Atualmente, a DRC afeta cerca de 10% da população mundial e vem registrando aumento contínuo. Embora o envelhecimento populacional seja um fator relevante, especialistas apontam que a expansão de condições como diabetes, hipertensão arterial e obesidade tem antecipado o surgimento da doença em faixas etárias mais jovens.
No Brasil e no mundo, o diabetes já figura entre as principais causas da DRC. A chamada nefropatia diabética ocorre quando níveis elevados de glicose no sangue, mantidos ao longo do tempo, danificam os pequenos vasos dos rins. Esse processo compromete a filtragem do sangue e reduz gradualmente a função renal. Quando associado à hipertensão, o quadro se agrava e acelera a progressão da doença.
Sem diagnóstico precoce, o problema evolui de forma silenciosa. Em muitos casos, os sintomas só aparecem quando há perda significativa da função renal, levando pacientes à necessidade de hemodiálise ou transplante.
Outro fator preocupante é o comportamento dos jovens em relação à prevenção. A mesma pesquisa aponta que quase metade deles nunca conversou com um profissional de saúde sobre como evitar complicações do diabetes e da hipertensão — justamente os principais fatores de risco para insuficiência renal.

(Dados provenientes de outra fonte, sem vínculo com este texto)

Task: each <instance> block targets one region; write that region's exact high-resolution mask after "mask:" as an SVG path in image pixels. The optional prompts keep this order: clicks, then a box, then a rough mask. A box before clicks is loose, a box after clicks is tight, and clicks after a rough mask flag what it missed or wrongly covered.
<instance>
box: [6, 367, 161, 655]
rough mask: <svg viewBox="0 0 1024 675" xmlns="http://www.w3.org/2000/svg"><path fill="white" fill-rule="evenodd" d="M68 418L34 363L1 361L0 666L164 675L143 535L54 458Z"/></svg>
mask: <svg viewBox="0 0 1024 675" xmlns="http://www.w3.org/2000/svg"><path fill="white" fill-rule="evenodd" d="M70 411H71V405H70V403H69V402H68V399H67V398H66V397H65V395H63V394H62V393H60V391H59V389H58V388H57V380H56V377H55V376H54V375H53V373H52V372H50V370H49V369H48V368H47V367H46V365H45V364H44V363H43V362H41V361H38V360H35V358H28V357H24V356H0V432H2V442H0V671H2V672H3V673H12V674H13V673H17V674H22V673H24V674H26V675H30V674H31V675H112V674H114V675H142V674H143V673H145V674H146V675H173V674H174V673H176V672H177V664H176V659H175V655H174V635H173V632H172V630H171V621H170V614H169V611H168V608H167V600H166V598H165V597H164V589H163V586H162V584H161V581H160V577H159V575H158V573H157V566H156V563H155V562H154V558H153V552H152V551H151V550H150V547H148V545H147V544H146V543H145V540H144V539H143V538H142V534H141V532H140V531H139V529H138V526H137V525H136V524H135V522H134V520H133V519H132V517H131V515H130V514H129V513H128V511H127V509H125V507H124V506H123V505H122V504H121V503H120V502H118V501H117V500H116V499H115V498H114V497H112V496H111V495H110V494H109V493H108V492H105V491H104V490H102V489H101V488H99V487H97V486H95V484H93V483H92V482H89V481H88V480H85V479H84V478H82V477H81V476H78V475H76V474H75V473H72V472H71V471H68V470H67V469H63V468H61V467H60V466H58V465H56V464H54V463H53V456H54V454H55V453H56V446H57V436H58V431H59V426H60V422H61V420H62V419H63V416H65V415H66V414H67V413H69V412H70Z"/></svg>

Especialistas destacam que a prevenção é possível e eficaz. Medidas como controle da glicemia, monitoramento da pressão arterial, alimentação equilibrada, prática de atividade física e exames periódicos podem reduzir significativamente a progressão da doença.
Apesar do avanço da informação e da medicina, a falta de conscientização ainda representa um dos maiores desafios. A mensagem é clara: quanto mais cedo o diagnóstico e o cuidado, maiores são as chances de evitar complicações graves.